Final Redistricting Approval
The Board of Education voted to make the final approval of the elementary redistricting plan, as amended.
Several parents spoke during the public comment session for that topic, some to thank board members and others with last minute requests.
Kathryn Carmello presented another legislative update to the board, this time including a bill requiring a board vote.
Board members voted in support of a bill that would eliminate the need to criminally charge parents before filing a truancy petition for a student in the Juvenile Court.
Board members voted to approve monthly contract awards, including a contract for a boiler upgrade at Bel Air Elementary School, the monthly personnel report and minutes of previous meetings.
Potential Programs at Roye-Williams
Special Education Director Ann-Marie Spakowski and Linda Chamberlain discussed relocating certain programs to Roye-Williams Elementary School due to the low capacity there.
"We have been working to utilize some of the space at Roye-Williams for some programs that we think would function well together," Chamberlain said. "The first thing that we have discussed is moving a welcome center there for the English language learner families."
The welcome center is intended to consolidate services for English language learner families at one place, according to Chamberlain. Two other potential programs for the space are the Infants and Toddlers and Child Find satelite programs, both currently housed at Hall's Cross Roads Elementary School.
"I think we might want to talk about looking at all of our programs comprehensively next year once we've got the students where they're going to be," Board President Mark Wolkow said. "And take a comprehensive approach to looking at where those programs are, where they might better serve capacity needs, better serve our public needs."
Race to the Top grant updates
William Lawrence, associate superintendent for curriculum, instruction and assessment, and Susan Brown, coordinator of intervention programs, presented the board with an update on the school system’s Race to the Top Educational grant.
The school system applied for $2.9 million from the grant for the next four years and as of March 1 was able to begin using funds from it. Brown presented eight projects funded by the grant including working with College Board to help students with advanced placement practice exams and SAT assistance, updating their student information system and holding Teacher Effectiveness Academies.
The school system does plan to maintain some expenses once the grant runs out, such as the data system, but many of the positions associated with the program will expire.
Report on William Paca/Old Post Road and Magnolia Elementary School
Last July, both William Paca/Old Post Road and Magnolia Elementary Schools were identified as Title I Schools in Improvement, as neither met the 2010 Annual Yearly Progress for the Maryland State Department of Education.

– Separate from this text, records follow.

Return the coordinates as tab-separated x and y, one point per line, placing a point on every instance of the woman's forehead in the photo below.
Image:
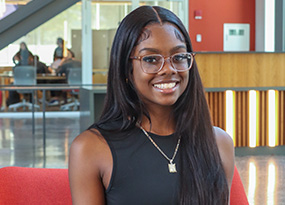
148	30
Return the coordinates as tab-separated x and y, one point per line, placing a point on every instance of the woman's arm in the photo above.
226	150
90	165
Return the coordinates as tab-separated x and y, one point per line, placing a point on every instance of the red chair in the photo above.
33	186
238	196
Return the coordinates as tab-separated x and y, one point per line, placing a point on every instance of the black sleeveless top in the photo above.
140	172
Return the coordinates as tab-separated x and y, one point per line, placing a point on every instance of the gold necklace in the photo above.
171	165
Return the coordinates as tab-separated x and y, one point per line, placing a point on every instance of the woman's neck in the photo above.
162	122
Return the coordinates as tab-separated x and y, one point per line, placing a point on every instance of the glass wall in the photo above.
106	17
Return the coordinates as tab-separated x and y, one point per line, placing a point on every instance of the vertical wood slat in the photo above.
281	120
217	107
242	106
216	103
263	118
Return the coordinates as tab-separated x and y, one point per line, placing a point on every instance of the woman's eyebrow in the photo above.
157	51
149	49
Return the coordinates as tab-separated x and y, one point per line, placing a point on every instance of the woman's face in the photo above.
166	86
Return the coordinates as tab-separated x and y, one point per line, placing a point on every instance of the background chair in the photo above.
24	75
33	186
73	78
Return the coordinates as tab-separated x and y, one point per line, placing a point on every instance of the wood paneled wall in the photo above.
219	70
217	106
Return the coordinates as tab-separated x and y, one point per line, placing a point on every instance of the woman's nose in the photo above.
167	67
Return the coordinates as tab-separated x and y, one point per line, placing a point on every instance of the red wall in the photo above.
214	14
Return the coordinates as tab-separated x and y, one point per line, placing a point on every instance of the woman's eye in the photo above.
151	59
180	57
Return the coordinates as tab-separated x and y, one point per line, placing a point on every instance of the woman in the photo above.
23	56
154	142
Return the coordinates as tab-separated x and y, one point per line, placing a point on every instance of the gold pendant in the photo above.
172	168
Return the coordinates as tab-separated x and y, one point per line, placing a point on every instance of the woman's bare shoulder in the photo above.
90	167
90	144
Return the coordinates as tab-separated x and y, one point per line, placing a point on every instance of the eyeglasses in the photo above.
153	63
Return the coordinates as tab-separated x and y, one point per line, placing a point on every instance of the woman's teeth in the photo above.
165	85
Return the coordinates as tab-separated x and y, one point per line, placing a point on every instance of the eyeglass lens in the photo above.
153	63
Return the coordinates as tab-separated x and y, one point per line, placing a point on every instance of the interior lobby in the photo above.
244	86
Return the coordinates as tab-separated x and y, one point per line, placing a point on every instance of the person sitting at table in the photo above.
23	56
41	67
69	62
58	52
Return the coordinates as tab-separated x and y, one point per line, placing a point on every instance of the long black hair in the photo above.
203	179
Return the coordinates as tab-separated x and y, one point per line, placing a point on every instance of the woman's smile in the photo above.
166	85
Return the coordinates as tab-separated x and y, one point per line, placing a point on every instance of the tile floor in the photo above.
263	176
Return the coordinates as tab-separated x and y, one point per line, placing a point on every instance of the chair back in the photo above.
33	186
22	185
25	75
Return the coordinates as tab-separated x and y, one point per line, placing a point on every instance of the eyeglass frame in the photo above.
164	60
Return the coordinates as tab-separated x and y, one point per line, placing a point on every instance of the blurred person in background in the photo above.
23	56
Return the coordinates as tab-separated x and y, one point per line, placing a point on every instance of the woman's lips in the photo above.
165	85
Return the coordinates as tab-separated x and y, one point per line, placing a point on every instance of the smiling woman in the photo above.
154	142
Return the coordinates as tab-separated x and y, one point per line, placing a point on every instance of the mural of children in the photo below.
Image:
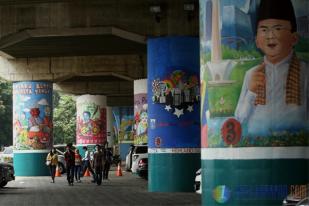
85	124
274	95
47	121
35	120
143	124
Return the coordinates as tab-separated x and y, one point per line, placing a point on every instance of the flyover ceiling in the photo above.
39	29
33	43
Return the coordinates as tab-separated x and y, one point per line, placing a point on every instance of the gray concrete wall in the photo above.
130	15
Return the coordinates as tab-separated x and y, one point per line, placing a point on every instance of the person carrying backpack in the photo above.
69	157
108	162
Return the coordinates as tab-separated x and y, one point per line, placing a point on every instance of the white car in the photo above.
129	158
139	152
198	181
7	155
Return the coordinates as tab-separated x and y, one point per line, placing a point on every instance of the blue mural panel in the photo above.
173	92
32	115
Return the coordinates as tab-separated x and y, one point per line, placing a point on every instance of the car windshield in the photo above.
141	149
8	150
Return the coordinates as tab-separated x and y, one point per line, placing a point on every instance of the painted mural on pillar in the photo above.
32	115
254	66
140	119
173	93
123	124
91	123
178	92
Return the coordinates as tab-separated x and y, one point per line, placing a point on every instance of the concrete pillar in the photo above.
32	127
140	112
173	110
254	142
123	127
109	127
90	120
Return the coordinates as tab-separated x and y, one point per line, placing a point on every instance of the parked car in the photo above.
129	158
142	169
198	181
139	152
296	199
6	173
7	155
61	161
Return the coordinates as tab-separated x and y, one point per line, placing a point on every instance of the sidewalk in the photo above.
125	190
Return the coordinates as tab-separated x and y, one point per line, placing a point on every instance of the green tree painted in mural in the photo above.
5	113
64	118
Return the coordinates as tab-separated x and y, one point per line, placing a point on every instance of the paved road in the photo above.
126	190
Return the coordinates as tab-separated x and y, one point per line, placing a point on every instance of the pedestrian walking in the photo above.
108	162
87	164
52	162
98	163
78	165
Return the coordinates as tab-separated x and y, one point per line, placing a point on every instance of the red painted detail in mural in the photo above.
158	141
204	137
231	131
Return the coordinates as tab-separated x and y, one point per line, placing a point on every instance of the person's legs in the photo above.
98	171
51	171
69	174
107	168
53	168
77	170
72	175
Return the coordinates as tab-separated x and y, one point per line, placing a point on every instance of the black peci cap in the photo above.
277	9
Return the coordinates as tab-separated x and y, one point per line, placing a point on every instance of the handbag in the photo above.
48	162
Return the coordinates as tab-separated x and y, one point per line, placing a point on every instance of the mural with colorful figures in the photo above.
123	124
91	122
173	92
32	115
140	119
247	105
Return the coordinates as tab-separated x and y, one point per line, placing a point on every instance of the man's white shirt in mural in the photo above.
275	115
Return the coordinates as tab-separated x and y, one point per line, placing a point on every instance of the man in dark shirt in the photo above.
69	157
98	162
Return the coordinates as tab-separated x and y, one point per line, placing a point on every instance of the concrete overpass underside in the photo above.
94	47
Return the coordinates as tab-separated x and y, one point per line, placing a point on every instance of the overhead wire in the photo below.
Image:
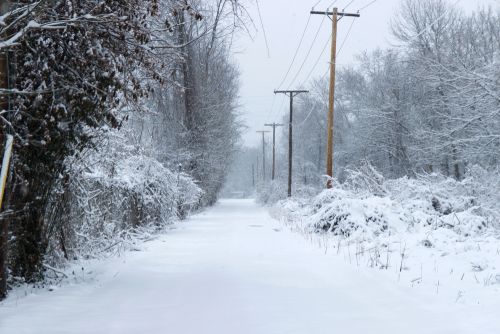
263	29
350	3
317	61
308	52
368	5
296	52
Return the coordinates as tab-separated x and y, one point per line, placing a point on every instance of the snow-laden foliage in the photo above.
429	231
160	69
111	195
429	105
365	208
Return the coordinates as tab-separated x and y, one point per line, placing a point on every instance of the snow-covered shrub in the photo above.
113	196
365	178
271	192
366	205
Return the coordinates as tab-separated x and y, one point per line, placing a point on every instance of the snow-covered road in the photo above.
234	270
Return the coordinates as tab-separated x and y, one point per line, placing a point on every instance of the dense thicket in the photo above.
81	70
430	104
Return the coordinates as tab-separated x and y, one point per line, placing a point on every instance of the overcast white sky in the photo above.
284	22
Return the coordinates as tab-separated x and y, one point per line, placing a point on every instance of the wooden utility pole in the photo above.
253	175
291	94
274	125
335	16
263	154
4	105
4	65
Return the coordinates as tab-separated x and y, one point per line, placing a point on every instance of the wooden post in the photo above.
290	94
4	227
331	99
274	125
263	154
4	105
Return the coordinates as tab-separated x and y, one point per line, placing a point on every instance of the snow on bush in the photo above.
111	198
429	229
367	205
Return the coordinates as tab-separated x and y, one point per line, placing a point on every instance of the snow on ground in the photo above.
433	234
233	269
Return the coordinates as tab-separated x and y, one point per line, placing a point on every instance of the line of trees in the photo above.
160	71
431	103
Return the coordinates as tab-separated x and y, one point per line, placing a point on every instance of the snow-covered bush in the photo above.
366	205
111	197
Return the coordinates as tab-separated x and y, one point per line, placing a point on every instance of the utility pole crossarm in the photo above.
338	14
294	92
335	16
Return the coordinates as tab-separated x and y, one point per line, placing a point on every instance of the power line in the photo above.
296	52
263	29
317	60
308	52
324	49
348	4
346	37
368	5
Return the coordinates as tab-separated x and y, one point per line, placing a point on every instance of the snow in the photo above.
234	269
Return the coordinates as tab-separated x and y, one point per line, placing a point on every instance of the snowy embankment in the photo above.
430	233
233	269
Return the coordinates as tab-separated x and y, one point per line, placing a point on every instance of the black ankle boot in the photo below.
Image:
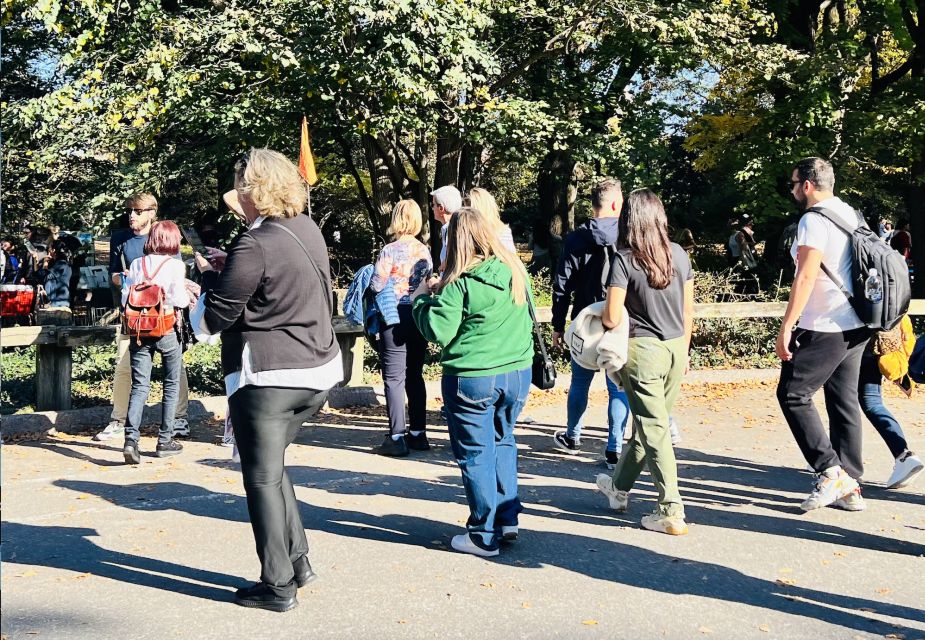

At Monday night's business meeting, principals from both schools presented an update on their schools' progress after a task force was created to boost student performance.
Gail Dunlap, of William Paca/Old Post Road, and Patricia Mason, of Magnolia, have both implemented programs to follow task force recommendations, including adding two 30-minute instructional blocks for reading and math during the school day and encouraging parent outreach.
In the process of describing student loss to area schools, Dunlap also uncovered another problem at William Paca/Old Post Road.
"I lost approximately 184 students through choice," Dunlap said. "It wasn't necessarily the school, it was the fact that they could go to a school with air."
William Paca/Old Post Road is not air conditioned, according to Dunlap, and several parents who left to area schools attributed their leaving to that.
As for meeting the 2011 AYP, neither principal was sure, and according to Wolkow, the No Child Left Behind Act has raised standards in its final years, causing many schools to fall behind.
"For next year 82 percent of schools will not make AYP in the country," he said, quoting the United States Secretary of Education Arne Duncan. "If nothing happens in Washington ... we're going to be calling virtually all of our schools failing schools."
The next Board of Education business meeting will be held on March 28 at 6:30 p.m. in the A. A. Roberty building.